King Argistis – monarch of the Urartu Empire that was one of the first empires to rule over the country, built one of the fortresses at Yerevan. After this there was a long string of other kingdoms - The Macedonian Empire of Alexander the Great, the Seleucid, the Roman and the Byzantine. By the 11th century Armenia was part of the Byzantine Empire and close on their heels the Turks came in. A little more than a 100 years on and it was the turn of the Egyptian Mamluks and European crusaders to visit. Next the Persians and the Ottoman Turks fought over the region but the Ottoman’s held on to most of Armenia – for the next 400 years.
Armenian literature, the arts and religion did well under the Ottoman Empire and laid the foundations of the political movements of the future. Armenian nationalism stirred out of its slumber in the 18th century. However the hope of a nation built up over the next century died with World War I. Armenians were persecuted and decimated by the Turks in 1915. 1916 saw Armenia under Russian rule and then being handed back to the Ottoman Empire because of Russian Military limitations. Transcaucasia was born but one month and four days later it stood divided into Azerbaijan, Georgia and Armenia. Turkey wrested away some territory which the Russians came and grabbed back in 1921. Unclear local borders kept tensions high and with the Soviet stronghold giving way at the end of the century, there was enough to fuel fresh violence.
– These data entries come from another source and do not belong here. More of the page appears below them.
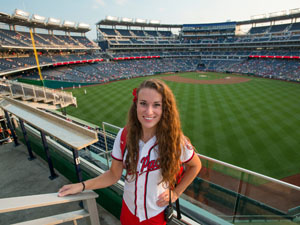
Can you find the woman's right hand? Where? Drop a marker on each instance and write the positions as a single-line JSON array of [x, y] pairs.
[[70, 189]]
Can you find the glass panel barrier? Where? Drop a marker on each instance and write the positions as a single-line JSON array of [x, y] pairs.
[[240, 196]]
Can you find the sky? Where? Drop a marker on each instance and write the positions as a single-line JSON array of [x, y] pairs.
[[166, 11]]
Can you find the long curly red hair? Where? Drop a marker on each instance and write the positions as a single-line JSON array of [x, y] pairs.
[[168, 134]]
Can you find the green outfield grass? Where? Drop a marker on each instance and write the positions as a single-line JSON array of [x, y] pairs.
[[254, 125]]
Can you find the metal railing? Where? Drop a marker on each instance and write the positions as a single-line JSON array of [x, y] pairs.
[[33, 93]]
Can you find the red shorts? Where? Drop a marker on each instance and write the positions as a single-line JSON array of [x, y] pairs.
[[127, 218]]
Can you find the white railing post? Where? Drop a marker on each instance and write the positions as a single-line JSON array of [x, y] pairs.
[[91, 206]]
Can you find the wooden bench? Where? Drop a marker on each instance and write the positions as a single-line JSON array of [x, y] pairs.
[[35, 201]]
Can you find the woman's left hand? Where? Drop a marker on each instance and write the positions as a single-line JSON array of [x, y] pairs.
[[163, 198]]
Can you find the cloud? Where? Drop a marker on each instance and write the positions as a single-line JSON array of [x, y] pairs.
[[121, 2], [161, 10], [98, 3]]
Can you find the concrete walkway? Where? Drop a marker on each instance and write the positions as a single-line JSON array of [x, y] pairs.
[[21, 177]]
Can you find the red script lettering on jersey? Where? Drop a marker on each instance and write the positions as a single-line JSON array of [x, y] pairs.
[[148, 165]]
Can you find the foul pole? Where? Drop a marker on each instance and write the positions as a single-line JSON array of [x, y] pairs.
[[36, 56]]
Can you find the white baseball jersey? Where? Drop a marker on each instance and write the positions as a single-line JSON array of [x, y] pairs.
[[141, 193]]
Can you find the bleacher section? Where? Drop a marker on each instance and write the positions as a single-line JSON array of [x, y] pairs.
[[19, 39]]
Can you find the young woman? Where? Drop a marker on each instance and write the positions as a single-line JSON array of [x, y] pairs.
[[155, 150]]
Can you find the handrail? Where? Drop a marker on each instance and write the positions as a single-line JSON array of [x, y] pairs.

Natural calamity also took its toll in 1988 – an earthquake destroyed 25,000 people, left half million homeless and wiped out 10% of the country’s already weak industrial capacity. A Political referendum in Nagorno-Karabakh, the Armenian Christian colony located in Muslim Azerbaijan voted for unification with Armenia. The region is disputed also because it has vast resources of oil and the Russians had placed it under Azerbaijan. This meant a fresh flare up, and renewed killings. To stop the killing of the Armenians in Baku – the Azerbaijani capital the Russian Army stepped in. Eventually in 1990, an Armenian nationalist president, Levon Ter Petrosian, secured control in Armenia.
In 1991 Armenia voted in favour of independence. In 1993, Armenia had control over a fifth of Azerbaijan, including most of Nagorno-Karabakh. A ceasefire signed in 1994 has been maintained, though only precariously. Though Nagorno-Karabakh is considered a part of Azerbaijan, it is accessible only from Armenia and is controlled by the Armenian army.